I often hide the Prelude and import my own Prelude which reexports the
old Prelude, but with these changes.
It's still not ideal, by far.

 -- Lennart

class Boolean b where
   false, true :: b
   (&&), (||) :: b -> b -> b
   not :: b -> b

instance Boolean Bool where
   false = False
   true = True
   (&&) = (P.&&)
   (||) = (P.||)
   not = P.not

class (Boolean b) => Eq a b where
   (==), (/=) :: a -> a -> b
   x /= y  =  not (x == y)

instance (P.Eq a) => Eq a Bool where
   (==) = (P.==)
   (/=) = (P./=)

class (Eq a b) => Ord a b where
   (<), (<=), (>), (>=) :: a -> a -> b

instance (P.Ord a) => Ord a Bool where
   (<)  = (P.<)
   (<=) = (P.<=)
   (>)  = (P.>)
   (>=) = (P.>=)

class (Boolean b) => Conditional a b where
   (?) :: b -> (a, a) -> a

instance Conditional a Bool where
   c ? (t, e) = if c then t else e


On Tue, Mar 3, 2009 at 4:13 AM, Andrew Hunter <ahun...@cs.hmc.edu> wrote:
Several times now I've had to define an EDSL for working with
(vaguely) numeric expressions.  For stuff like 2*X+Y, this is easy,
looking pretty much like:

data Expr = Const Integer | Plus Expr Expr | Times Expr Expr

instance Num Expr where
fromInterger = Const
(+) = Plus
(*) = Times

&c.  This lets me get a perfectly nice AST, which is what I want.
When I want to be able to express and work with inequalities and
equalities, this breaks.  Suppose I want to write 2*X + Y < 3.  I
either have to:

a) Hide Prelude.(<) and define a simple < that builds the AST term I want.
b) Come up with a new symbol for it that doesn't look totally awful.

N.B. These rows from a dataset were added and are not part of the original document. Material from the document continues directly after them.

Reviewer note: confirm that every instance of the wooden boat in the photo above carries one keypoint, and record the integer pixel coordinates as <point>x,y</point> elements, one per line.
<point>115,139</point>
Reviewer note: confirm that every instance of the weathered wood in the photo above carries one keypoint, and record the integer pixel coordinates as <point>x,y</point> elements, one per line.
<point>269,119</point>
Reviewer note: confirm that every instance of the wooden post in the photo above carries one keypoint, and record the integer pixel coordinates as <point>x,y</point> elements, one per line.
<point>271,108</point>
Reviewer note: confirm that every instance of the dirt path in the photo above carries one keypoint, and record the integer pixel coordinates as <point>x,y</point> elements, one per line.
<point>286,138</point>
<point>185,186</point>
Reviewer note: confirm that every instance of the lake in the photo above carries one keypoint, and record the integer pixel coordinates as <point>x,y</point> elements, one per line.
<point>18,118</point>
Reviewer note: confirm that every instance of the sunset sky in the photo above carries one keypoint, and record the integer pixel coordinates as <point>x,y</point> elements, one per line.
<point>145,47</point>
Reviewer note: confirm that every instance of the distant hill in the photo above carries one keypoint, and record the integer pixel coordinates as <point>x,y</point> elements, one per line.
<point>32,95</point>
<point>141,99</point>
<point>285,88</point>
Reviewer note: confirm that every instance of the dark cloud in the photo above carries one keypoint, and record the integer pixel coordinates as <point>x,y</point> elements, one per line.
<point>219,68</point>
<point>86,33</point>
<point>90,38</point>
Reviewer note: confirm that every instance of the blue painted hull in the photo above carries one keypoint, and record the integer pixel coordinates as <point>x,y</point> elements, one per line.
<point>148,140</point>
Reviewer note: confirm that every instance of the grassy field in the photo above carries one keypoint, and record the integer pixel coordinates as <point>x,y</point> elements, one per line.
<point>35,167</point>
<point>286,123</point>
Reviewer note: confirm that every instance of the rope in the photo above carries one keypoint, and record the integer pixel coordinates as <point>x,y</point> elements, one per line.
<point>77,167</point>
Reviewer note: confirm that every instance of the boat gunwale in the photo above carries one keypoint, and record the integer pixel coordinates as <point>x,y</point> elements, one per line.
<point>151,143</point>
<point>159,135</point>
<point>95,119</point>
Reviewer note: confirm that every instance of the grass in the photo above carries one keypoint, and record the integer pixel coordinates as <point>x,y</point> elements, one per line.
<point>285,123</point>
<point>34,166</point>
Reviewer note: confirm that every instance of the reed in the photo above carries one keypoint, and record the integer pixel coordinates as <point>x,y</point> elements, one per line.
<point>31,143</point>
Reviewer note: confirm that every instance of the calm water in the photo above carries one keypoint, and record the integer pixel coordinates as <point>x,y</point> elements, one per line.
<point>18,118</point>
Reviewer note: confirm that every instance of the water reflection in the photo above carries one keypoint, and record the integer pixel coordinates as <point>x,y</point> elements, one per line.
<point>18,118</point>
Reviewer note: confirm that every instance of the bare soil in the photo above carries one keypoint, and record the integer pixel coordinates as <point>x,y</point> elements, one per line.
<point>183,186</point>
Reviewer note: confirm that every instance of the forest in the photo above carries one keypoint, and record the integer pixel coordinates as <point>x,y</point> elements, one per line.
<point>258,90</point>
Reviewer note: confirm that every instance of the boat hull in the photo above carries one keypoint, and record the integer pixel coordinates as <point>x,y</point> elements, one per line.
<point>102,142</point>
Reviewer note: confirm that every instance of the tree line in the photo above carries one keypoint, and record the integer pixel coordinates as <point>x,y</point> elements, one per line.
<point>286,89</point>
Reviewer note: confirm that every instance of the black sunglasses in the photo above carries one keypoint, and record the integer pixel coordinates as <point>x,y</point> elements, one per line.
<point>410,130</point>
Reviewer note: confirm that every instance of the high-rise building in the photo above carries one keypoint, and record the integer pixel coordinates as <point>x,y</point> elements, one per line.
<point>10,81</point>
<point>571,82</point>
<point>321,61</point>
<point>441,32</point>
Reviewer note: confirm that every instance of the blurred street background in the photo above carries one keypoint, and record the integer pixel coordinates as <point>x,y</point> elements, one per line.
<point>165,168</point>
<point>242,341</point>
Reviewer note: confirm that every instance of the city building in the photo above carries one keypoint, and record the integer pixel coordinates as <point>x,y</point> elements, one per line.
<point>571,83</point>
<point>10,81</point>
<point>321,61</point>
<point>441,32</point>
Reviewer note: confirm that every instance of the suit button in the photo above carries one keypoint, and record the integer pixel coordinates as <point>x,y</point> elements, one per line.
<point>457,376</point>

Neither of these work decently well.  Hiding Eq and Ord operators,
which is what I effectively have to do for a), is pretty much a
nonstarter--we'll have to use them too much for that to be practical.

On the other hand, b) works...but is about as ugly as it gets.  We
have lots and lots of symbols that are already taken for important
purposes that are syntactically "near" <,<=,==, and the like: << and
and >>= for monads, >>> for arrows, etc.  There...are not good
choices that I know of for the symbols that don't defeat the purpose
of making a nice clean EDSL for expressions; I might as well use 3*X +
Y `lessthan` 3, which is just not cool.

Does anyone know of a good solution, here?  Are there good
substitutions for all the six operators that are important
(<,>,>=,<=,==,/=), that are close enough to be pretty-looking but not
used for other important modules?

Better yet, though a little harder, is there a nice type trick I'm not
thinking of?  This works for Num methods but not for Ord methods
because:

(+) :: (Num a) => a -> a -> a
(<) :: (Ord a) => a -> a -> Bool

i.e. the return type of comparisons is totally fixed. I don't suppose there's a good way to...well, I don't know what the *right* answer is,
but maybe define a new typeclass with a more flexible type for < that
lets both standard types return Bool and my expressions return Expr?
Any good solution would be appreciated.